Lessons learned in making water-tight, stable and buoyant GPS tracker casings from the process

  1. Best GPS housing structure can be achieved using the following process:
    • use a heavy plastic water bottle (1 litre is a good size) with a wide rim,
    • put in a solid heavy base without air gaps or air bubbles e.g. Play-Doh or modelling clay – approx. half of a 1 litre water bottle,
    • put foam on top of the Play-Doh,
    • put silica or sand on top of the foam,
    • put another piece of foam on top of the silica or sand
    • add the tracker
    • add in a note for anyone who finds it to email you with the location of where they found it (see Fig. 5 for possible signage to add as a laminated sheet)
    • screw the lid on tight
    • seal with silicone sealant
    • securely attach a ‘skirt’
    • throw into a sargassum raft – if possible throwing handfuls of sargassum onto the chicken wire, or ideally wrapping some sargassum around the casing
  2. Home-made casings are relatively easy to make, low cost and require low skill and effort.
  3. If silica is not available – use sand.
  4. A heavy base is required – long lasting home-made Play-Doh works very well (see recipe here: Squeeze the plat-doh into the bottom of the container to avoid any air bubbles. Try and flatten it as much as possible, to ensure stability.
  5. The container with all attachments should weigh around 1000g (for density a few % less than that of seawater)
  6. The chicken wire should be wrapped on in two layers, and held in place with cable ties and sealed around the neck with silicone sealant.
Fig. 5: A possible label to be laminated and attached to the outside of the casing, and/or printed, folded and included inside the casing.

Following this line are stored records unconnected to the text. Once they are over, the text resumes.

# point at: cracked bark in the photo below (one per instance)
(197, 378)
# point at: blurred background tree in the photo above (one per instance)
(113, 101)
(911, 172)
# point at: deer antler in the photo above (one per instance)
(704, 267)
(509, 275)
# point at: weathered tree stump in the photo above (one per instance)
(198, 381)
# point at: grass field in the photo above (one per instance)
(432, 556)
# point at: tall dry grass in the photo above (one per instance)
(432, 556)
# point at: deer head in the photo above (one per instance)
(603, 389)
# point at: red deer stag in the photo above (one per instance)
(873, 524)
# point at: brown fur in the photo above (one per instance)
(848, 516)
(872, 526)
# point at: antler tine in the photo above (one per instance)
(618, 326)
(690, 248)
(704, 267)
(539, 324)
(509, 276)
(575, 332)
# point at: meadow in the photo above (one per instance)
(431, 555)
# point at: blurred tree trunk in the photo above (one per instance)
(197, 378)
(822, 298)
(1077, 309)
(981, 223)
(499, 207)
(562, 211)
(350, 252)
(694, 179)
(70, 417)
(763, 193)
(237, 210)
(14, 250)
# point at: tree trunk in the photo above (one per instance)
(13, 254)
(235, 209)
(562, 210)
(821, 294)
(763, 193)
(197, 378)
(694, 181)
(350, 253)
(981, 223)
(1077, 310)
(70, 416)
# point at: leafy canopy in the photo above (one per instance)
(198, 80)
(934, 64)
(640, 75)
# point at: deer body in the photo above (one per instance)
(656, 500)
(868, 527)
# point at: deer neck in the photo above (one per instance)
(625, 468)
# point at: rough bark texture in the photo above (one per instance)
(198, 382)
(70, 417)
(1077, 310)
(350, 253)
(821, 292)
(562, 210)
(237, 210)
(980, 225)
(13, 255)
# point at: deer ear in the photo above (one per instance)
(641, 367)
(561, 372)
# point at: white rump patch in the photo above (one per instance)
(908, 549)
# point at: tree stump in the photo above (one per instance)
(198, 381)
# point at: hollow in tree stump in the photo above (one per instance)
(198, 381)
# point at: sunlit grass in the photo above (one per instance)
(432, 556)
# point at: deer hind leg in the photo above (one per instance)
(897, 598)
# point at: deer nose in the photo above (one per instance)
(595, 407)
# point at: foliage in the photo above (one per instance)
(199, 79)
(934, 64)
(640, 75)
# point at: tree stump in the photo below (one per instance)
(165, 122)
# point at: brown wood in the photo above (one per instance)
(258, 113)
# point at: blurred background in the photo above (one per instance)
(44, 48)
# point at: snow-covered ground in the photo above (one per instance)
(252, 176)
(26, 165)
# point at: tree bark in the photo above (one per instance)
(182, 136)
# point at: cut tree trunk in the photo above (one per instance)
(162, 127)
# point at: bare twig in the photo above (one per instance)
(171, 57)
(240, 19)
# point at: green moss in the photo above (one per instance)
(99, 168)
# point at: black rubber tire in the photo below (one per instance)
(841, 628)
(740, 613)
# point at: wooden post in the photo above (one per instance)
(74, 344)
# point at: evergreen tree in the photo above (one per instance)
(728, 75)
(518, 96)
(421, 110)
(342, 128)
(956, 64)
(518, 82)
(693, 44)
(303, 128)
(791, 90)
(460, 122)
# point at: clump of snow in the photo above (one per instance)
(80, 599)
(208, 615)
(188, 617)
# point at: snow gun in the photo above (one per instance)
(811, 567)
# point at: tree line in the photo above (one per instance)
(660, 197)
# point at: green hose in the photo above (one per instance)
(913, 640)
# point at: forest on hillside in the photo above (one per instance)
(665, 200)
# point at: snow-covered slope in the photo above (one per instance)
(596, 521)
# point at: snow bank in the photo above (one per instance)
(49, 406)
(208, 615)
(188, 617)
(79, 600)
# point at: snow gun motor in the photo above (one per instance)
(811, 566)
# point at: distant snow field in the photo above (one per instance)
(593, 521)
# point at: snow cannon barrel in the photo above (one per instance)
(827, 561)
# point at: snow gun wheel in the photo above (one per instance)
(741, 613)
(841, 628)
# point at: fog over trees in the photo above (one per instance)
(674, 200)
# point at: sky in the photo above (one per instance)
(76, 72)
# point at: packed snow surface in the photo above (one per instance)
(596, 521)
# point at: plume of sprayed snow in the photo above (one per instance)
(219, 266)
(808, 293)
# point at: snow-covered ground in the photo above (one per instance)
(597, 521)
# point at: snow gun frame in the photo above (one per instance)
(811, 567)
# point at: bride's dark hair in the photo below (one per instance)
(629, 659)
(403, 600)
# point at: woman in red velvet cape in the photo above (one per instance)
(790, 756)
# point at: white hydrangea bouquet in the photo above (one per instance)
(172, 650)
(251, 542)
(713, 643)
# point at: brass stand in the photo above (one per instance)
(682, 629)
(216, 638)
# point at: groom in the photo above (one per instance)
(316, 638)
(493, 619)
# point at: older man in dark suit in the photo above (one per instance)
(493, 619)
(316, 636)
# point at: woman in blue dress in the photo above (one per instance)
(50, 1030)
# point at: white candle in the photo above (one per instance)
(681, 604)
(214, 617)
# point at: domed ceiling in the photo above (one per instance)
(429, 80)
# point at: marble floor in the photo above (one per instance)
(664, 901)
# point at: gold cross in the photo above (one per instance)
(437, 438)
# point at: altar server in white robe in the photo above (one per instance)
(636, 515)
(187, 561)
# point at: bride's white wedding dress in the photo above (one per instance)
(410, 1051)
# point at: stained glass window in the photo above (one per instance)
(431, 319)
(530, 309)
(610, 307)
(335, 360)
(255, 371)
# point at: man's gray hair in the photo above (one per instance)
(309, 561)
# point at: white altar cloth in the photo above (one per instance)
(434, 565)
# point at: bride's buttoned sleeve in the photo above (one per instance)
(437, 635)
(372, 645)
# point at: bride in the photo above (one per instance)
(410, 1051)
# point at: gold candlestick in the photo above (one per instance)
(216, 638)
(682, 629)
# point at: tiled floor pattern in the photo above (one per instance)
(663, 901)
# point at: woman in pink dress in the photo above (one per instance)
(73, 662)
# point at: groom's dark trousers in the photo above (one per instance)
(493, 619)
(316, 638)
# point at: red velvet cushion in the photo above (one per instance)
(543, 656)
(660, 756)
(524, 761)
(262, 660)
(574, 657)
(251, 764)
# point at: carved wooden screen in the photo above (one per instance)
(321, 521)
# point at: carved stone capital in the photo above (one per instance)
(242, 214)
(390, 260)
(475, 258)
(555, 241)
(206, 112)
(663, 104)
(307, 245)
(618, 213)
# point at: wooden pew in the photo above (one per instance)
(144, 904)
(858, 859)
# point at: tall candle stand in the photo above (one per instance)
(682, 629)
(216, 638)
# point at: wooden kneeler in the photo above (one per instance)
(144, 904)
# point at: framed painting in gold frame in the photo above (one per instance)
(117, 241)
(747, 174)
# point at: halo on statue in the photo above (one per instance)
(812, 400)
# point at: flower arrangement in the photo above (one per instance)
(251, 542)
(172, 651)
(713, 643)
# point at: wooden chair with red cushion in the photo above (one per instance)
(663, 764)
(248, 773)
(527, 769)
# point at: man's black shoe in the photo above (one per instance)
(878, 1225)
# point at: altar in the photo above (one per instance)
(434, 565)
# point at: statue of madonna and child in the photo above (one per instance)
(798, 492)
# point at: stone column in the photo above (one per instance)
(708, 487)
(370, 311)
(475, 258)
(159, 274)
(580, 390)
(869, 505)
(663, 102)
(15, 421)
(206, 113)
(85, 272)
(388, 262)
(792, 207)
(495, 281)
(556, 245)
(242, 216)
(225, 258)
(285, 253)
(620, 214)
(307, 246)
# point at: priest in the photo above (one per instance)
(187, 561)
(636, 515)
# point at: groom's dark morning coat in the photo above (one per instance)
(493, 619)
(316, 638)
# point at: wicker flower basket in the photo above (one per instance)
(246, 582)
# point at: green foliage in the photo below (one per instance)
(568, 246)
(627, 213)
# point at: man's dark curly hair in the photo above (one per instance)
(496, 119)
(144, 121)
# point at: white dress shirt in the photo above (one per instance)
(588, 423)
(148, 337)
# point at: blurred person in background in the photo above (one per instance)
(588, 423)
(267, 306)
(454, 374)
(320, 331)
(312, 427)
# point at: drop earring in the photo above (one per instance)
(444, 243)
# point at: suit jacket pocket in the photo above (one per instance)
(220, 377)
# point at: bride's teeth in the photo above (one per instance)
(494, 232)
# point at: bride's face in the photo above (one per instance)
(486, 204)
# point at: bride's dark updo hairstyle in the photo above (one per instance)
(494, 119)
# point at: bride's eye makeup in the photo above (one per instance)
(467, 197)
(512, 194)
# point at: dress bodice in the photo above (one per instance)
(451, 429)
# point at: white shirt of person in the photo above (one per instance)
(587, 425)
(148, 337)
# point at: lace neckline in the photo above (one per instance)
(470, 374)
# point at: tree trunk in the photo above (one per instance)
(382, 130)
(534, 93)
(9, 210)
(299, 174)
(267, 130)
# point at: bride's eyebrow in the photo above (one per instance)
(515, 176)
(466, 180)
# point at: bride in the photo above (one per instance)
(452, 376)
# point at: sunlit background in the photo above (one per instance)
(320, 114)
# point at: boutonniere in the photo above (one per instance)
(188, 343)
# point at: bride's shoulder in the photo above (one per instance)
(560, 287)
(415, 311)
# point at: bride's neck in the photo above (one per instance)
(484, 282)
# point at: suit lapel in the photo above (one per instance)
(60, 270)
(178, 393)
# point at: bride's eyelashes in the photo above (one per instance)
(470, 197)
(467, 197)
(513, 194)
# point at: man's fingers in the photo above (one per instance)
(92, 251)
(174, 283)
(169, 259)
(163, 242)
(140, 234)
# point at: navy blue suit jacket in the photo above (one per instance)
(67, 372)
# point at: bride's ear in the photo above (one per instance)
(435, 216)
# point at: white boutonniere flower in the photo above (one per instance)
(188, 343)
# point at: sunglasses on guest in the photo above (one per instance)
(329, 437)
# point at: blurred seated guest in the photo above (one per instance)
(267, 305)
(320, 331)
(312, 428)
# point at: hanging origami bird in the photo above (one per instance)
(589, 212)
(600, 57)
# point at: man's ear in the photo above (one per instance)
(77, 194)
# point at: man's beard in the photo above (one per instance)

Ingredients for a home-made casing for GPS tracker housing for deployment on sargassum rafts (Fig.6):

1 x GPS tracker

1 x Hard plastic drinking water bottles with a wide mouth (at least 6cm diameter)

1 piece of packing foam (or foam beads, or bubble wrap) approx. 24cm x 24cm

500g silica beads / sand could use used instead

500g Play-Doh (find recipe here:, modelling clay, or plasticine

Small amount of silicone sealant

Chicken wire ‘skirt’ diameter around 40 cm, fitted around neck of bottle, secured with a cable tie

Fig. 6: GPS tracker in casing, with skirt and tether, after testing in a local seaweed mat.